And in my view, the only surprise to emanate from the Senate since the ALP lost power three years ago is that it didn’t try to force an election by blocking one of the Abbott government’s budgets. It astounds me that no attempt was made to do so. But it is the only mechanism for attempting to destroy an elected government through sheer bloody-mindedness that it hasn’t tried.

At the very minimum, the nexus of S24 must be broken, so the House can be enlarged without the need to bloat the Senate any further: the change will require a referendum, and it will require wiser heads than presently reside in Canberra to make the public case for it. In any case, the promise to freeze the size of the Senate at 76 members (or to cut it back to the 64 that applied before 1984) would go a long way to winning public favour. Australians don’t like politicians. Promising to limit increases in the number of them, or even to cut the number of them, are likely to be well received.

It is a great shame that so few will give a second thought to these issues, as Australia’s date with the polling stations on 2 July approaches; paradoxically, the voting public that may yet react against the Coalition over perceptions of chaos, the inability to pass its legislation and the sense the government “owns” the embarrassment the Senate has been will probably give little or no consideration to the fact Turnbull has had the bottle to finally push through changes that should sound the death knell for the kind of shenanigans the Senate has chosen to engage in.

But the bigger issue is what we actually elect MPs for: it might be legal to stonewall, to defeat, and to seek to destroy a government by rendering the Senate so uncontrollable as to sabotage that government, but it isn’t right.

Yes, Lefties, I know what you’re going to say; how can I suggest such a thing when I’m an ardent supporter of what happened in 1975? But two wrongs do not make a right, and in any case there was a real crisis of governance in the latter stages of the Whitlam government: the country was in chaos, and the Whitlam government had descended into little more than an unending string of ministerial scandals. Labor’s (and the Greens’) beef with the Abbott government boiled down to no more than a dislike of his government’s agenda. They were entitled to take such a view, of course. But their charge against Abbott paled in comparison to the track record of Whitlam and his cohorts.

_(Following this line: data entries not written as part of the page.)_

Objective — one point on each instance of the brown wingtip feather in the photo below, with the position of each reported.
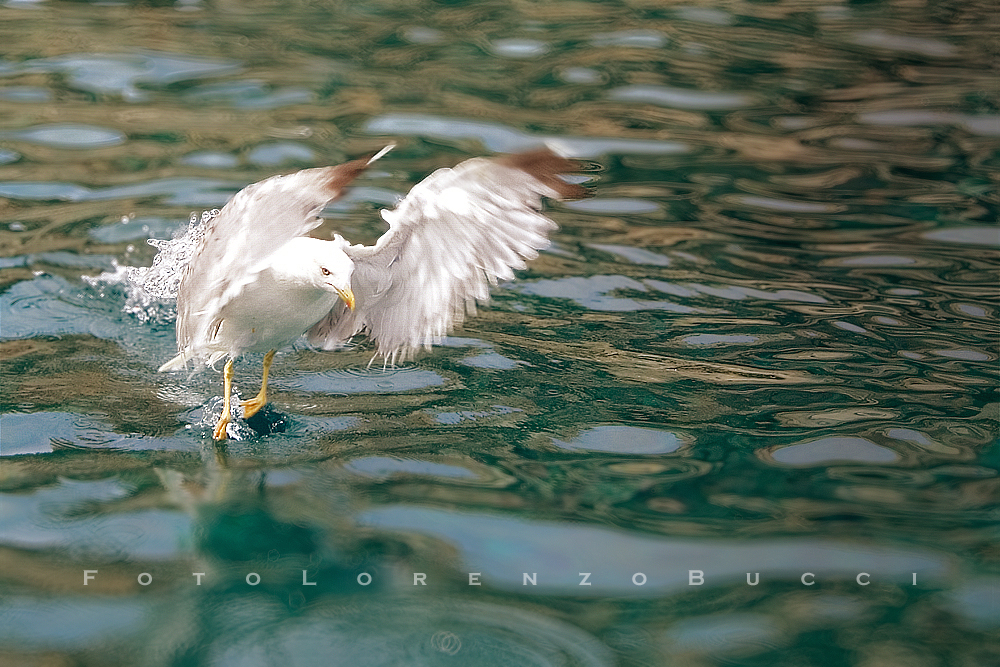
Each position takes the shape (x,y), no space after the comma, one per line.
(546,166)
(342,175)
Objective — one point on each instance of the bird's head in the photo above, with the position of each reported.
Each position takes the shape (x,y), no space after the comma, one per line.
(326,266)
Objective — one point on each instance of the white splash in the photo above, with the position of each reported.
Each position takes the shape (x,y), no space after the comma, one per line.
(152,290)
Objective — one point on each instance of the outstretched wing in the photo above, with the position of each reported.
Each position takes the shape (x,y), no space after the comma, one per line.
(456,232)
(239,240)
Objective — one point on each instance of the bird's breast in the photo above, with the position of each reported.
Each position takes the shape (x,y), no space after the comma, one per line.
(270,313)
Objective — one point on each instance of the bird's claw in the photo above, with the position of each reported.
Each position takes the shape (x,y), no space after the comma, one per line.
(220,428)
(252,406)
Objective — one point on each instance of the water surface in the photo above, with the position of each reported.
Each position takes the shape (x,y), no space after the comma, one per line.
(743,411)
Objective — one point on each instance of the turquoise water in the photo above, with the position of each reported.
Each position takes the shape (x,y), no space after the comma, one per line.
(743,412)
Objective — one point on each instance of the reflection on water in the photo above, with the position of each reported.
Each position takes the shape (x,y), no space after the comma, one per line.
(743,411)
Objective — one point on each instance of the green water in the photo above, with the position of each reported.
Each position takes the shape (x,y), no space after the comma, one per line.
(767,347)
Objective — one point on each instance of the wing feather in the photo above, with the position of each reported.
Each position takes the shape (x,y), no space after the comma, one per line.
(457,232)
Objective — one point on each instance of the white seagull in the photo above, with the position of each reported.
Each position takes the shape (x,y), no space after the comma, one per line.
(256,281)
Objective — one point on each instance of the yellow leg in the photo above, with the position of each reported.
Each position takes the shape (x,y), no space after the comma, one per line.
(227,389)
(253,405)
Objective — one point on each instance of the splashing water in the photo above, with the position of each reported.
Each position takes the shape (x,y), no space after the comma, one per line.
(152,290)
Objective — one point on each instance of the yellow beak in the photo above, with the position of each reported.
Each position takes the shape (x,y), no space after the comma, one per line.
(347,295)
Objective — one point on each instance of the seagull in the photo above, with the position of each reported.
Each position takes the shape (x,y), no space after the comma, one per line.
(256,281)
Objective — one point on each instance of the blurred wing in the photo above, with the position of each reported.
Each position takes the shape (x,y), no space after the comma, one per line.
(240,239)
(456,232)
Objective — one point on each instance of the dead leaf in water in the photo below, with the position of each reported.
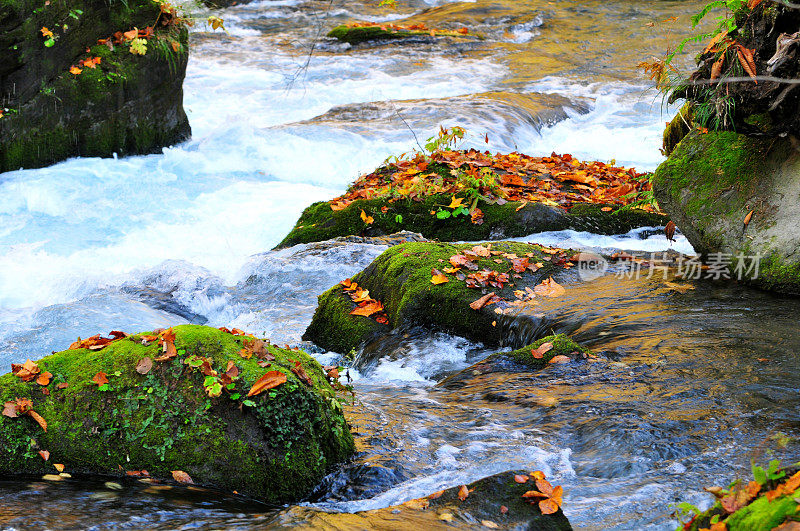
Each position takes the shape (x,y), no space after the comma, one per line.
(543,349)
(181,477)
(549,288)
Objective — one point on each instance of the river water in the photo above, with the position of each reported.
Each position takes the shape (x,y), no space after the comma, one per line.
(695,378)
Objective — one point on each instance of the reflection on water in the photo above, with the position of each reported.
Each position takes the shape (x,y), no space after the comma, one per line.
(684,394)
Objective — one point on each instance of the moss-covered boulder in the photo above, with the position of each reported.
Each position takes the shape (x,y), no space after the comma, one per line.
(483,508)
(732,195)
(531,357)
(73,88)
(400,279)
(274,446)
(365,31)
(501,220)
(767,502)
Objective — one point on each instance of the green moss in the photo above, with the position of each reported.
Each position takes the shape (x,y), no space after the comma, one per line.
(677,128)
(709,167)
(562,346)
(334,328)
(128,104)
(357,35)
(758,515)
(401,279)
(776,274)
(276,450)
(512,219)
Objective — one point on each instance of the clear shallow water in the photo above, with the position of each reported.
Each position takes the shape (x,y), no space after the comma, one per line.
(679,401)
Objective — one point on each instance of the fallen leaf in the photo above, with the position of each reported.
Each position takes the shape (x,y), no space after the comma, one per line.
(669,231)
(368,308)
(439,278)
(10,410)
(38,418)
(144,365)
(480,303)
(301,373)
(456,202)
(745,57)
(270,380)
(549,288)
(541,350)
(181,477)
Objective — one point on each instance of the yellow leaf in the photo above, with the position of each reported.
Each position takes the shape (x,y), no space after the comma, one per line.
(456,202)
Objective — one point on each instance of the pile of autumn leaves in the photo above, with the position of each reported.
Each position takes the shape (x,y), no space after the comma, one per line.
(558,180)
(213,384)
(741,495)
(463,268)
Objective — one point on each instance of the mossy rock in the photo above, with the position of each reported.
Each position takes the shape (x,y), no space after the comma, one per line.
(275,447)
(128,104)
(444,510)
(359,34)
(759,514)
(512,219)
(677,128)
(518,360)
(401,279)
(709,185)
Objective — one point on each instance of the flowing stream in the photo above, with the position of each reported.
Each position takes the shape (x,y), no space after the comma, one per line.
(694,378)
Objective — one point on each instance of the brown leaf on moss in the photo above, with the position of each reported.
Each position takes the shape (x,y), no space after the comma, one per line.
(44,379)
(38,418)
(144,365)
(181,477)
(301,373)
(541,350)
(10,410)
(270,380)
(483,301)
(25,372)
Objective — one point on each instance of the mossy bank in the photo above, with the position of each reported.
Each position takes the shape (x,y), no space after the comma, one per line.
(735,198)
(520,360)
(400,278)
(274,446)
(507,220)
(57,107)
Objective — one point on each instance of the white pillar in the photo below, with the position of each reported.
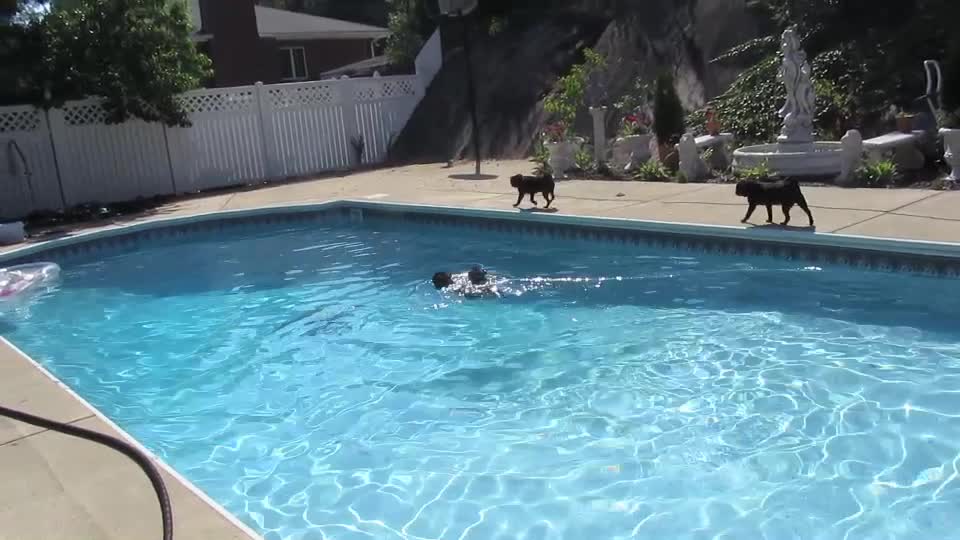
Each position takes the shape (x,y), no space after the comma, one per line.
(691,166)
(599,133)
(851,146)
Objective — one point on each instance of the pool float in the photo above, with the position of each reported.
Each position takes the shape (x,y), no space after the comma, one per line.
(16,281)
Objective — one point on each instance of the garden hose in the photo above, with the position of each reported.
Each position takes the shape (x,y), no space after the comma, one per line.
(138,457)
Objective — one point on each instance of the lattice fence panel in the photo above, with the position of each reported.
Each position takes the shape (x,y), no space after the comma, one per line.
(19,120)
(302,96)
(233,101)
(84,114)
(399,88)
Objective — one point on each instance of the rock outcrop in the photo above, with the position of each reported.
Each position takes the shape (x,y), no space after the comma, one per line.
(518,67)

Either way, events some 40 years ago do not justify the Senate being turned into a blatant battering ram or blunt object for the exclusive political benefit of the ALP and the Greens.

Nobody owns the Senate, although for the past six years, it has been held in an iron grasp by the forces of the Left: and their number — aided by left-leaning micro-parties and Independents, whose election was only possible due to a self-interested fix by the ALP 30 years ago — has grown to the point that it had become virtually impossible to remove the Left’s control of the chamber at an election once the preference games that GTV made possible had been initiated.

And it should be noted that Turnbull — even in an (unlikely) thumping victory in July — stands little chance of winning a Senate majority. That isn’t the point.

With a quota for a Senate place now much more likely to amount to exactly that in practice — and to hell with “diversity” arguments to justify Senators winning spots with half a percentage point of the vote — the result of the coming election will more closely (but of course, not precisely) reflect the broad wishes of a majority of the electorate, and that is just how it should be.

Whether you plan to vote Liberal, Labor or for someone else — and irrespective of what you think of Malcolm Turnbull personally — he deserves credit for the changes that have been legislated, and the contribution to improving outcomes of governance in this country that will flow from them will be an enduring one.



One thought on “Double Dissolution: Why Turnbull Was Right To Confront The Senate

  1. I hope this is only the first step in a multi step plan to get the voting system we really need in both houses incrementally, because it can never be engineered in one step as it should be possible to do. Carn first past the post so we get government for the majority instead of selling out the majority interest in cobbling together every conceivable minority interest to win at all costs.